Using surface plasmonics to turn on fullerene's dark excitons

TL;DR

This study uses a new theoretical approach to show how surface plasmons can activate dark excitons in fullerene, revealing strong interactions and new optically active modes near metal surfaces.

Contribution

The paper introduces a Bethe-Salpeter $G_0W_0$ formulation to analyze surface plasmon effects on fullerene excitons, highlighting how plasmon coupling activates dark excitons.

Findings

Surface plasmons strongly interact with the $ ext{π}$ exciton at 6.5 eV.

Hybridization creates additional optically active modes.
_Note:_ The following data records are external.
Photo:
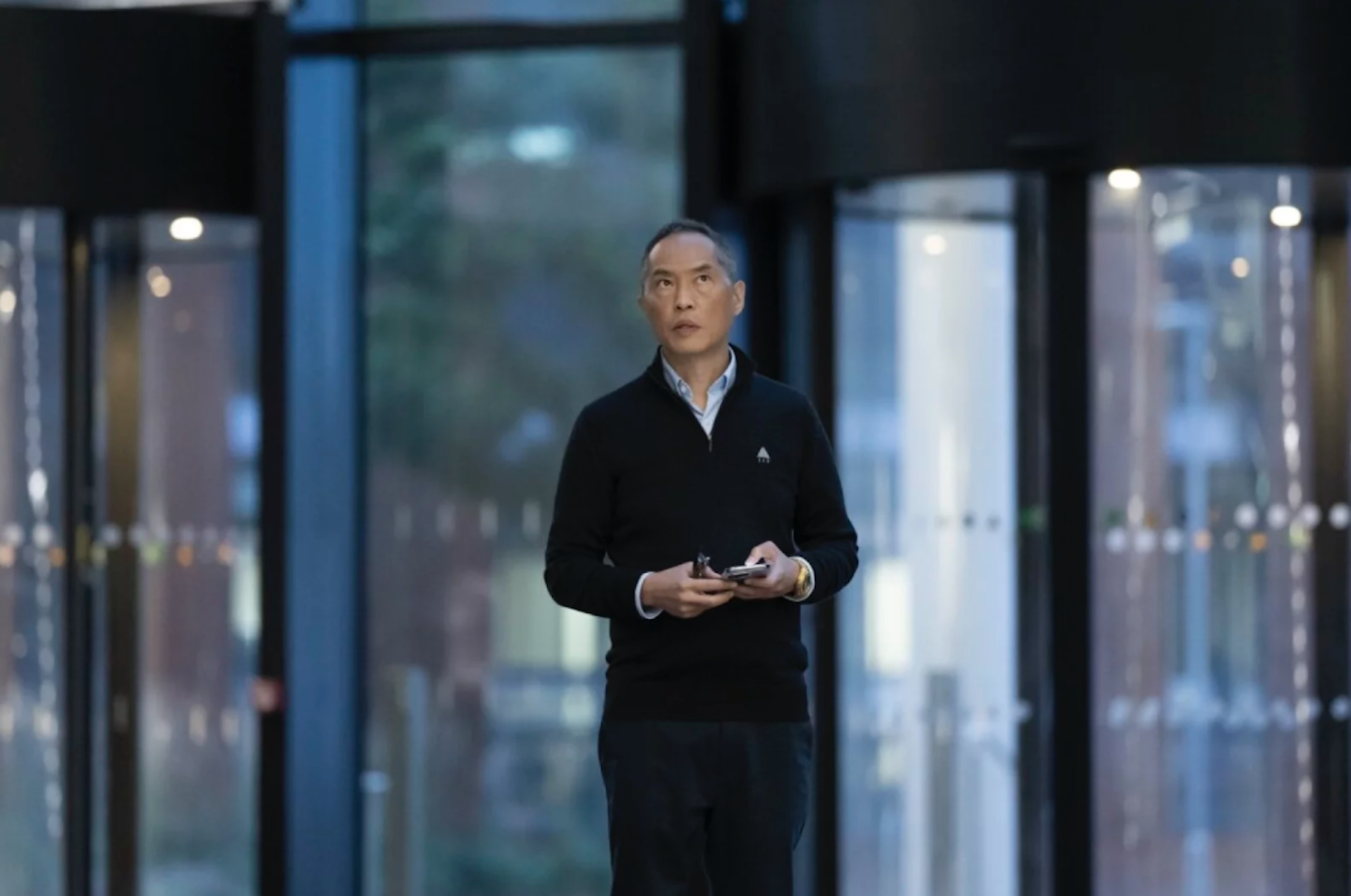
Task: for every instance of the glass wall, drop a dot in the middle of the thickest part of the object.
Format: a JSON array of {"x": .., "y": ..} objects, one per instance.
[
  {"x": 926, "y": 442},
  {"x": 1204, "y": 286},
  {"x": 197, "y": 535},
  {"x": 32, "y": 551},
  {"x": 509, "y": 197}
]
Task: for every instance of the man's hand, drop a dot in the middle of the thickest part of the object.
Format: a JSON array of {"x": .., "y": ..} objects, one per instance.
[
  {"x": 682, "y": 594},
  {"x": 779, "y": 582}
]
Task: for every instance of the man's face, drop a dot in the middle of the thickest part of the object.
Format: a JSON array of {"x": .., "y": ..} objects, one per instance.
[{"x": 688, "y": 297}]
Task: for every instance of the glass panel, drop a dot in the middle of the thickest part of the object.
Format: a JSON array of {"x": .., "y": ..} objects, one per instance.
[
  {"x": 510, "y": 200},
  {"x": 926, "y": 436},
  {"x": 573, "y": 11},
  {"x": 1203, "y": 566},
  {"x": 32, "y": 551},
  {"x": 199, "y": 573}
]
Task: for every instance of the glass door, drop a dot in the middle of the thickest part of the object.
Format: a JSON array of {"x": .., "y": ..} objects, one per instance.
[
  {"x": 176, "y": 455},
  {"x": 129, "y": 574}
]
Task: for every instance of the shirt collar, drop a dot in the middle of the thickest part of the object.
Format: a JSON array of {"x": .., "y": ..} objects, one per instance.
[{"x": 683, "y": 389}]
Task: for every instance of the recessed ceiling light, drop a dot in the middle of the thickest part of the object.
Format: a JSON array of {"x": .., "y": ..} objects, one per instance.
[
  {"x": 1125, "y": 180},
  {"x": 187, "y": 228},
  {"x": 1287, "y": 216}
]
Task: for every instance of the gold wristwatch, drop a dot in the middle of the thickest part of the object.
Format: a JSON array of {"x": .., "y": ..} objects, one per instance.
[{"x": 800, "y": 586}]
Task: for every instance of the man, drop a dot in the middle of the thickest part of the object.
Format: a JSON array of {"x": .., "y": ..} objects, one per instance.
[{"x": 706, "y": 736}]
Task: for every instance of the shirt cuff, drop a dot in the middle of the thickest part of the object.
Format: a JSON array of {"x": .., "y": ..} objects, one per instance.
[
  {"x": 648, "y": 613},
  {"x": 811, "y": 582}
]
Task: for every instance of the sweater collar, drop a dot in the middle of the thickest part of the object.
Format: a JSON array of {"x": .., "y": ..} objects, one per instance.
[{"x": 744, "y": 365}]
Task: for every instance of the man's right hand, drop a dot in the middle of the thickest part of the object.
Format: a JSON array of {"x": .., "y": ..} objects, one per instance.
[{"x": 682, "y": 594}]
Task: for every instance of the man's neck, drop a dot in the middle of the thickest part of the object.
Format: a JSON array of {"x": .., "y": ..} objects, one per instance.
[{"x": 700, "y": 371}]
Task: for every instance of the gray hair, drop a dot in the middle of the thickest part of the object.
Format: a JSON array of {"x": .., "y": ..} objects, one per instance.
[{"x": 688, "y": 226}]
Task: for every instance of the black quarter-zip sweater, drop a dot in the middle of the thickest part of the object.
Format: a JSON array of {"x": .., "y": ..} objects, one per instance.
[{"x": 646, "y": 489}]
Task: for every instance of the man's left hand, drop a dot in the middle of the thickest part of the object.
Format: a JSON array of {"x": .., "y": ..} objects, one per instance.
[{"x": 779, "y": 582}]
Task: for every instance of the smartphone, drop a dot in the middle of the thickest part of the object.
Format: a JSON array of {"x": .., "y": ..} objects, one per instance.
[{"x": 742, "y": 574}]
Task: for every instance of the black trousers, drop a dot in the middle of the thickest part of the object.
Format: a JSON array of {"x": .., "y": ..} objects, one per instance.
[{"x": 725, "y": 799}]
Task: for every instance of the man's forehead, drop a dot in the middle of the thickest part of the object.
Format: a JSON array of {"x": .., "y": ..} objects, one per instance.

Resonance with silver and gold surfaces enhances exciton activity.

Abstract

Using our recently proposed Bethe-Salpeter $G_0W_0$ formulation, we explore the optical absorption spectra of fullerene (C$_{60}$) near coinage metal surfaces (Cu, Ag, and Au). We pay special attention to how the surface plasmon $\omega_S$ influences the optical activity of fullerene. We find the lower energy fullerene excitons at 3.77 and 4.8 eV only weakly interact with the surface plasmon. However, we find the surface plasmon strongly interacts with the most intense fullerene $\pi$ exciton, i.e.\ the dipolar mode at $\hbar\omega_+\approx$ 6.5 eV, and the quadrupolar mode at $\hbar\omega_-\approx$ 6.8 eV. When fullerene is close to a copper surface ($z_0\approx$ 5.3 \AA) the dipolar mode $\omega_+$ and "localized" surface plasmons in the molecule/surface interface hybridize to form two coupled modes which both absorb light. As a result, the molecule gains an additional optically active mode. Moreover, in resonance, when $\omega_S\approx\omega_\pm$, the strong interaction with the surface plasmon destroys the $\omega_-$ quadrupolar character and it becomes an optically active mode. In this case the molecule gains two additional very intense optically active modes. Further, we find this resonance condition, $\omega_S \approx \omega_\pm$, is satisfied by silver and gold metal surfaces.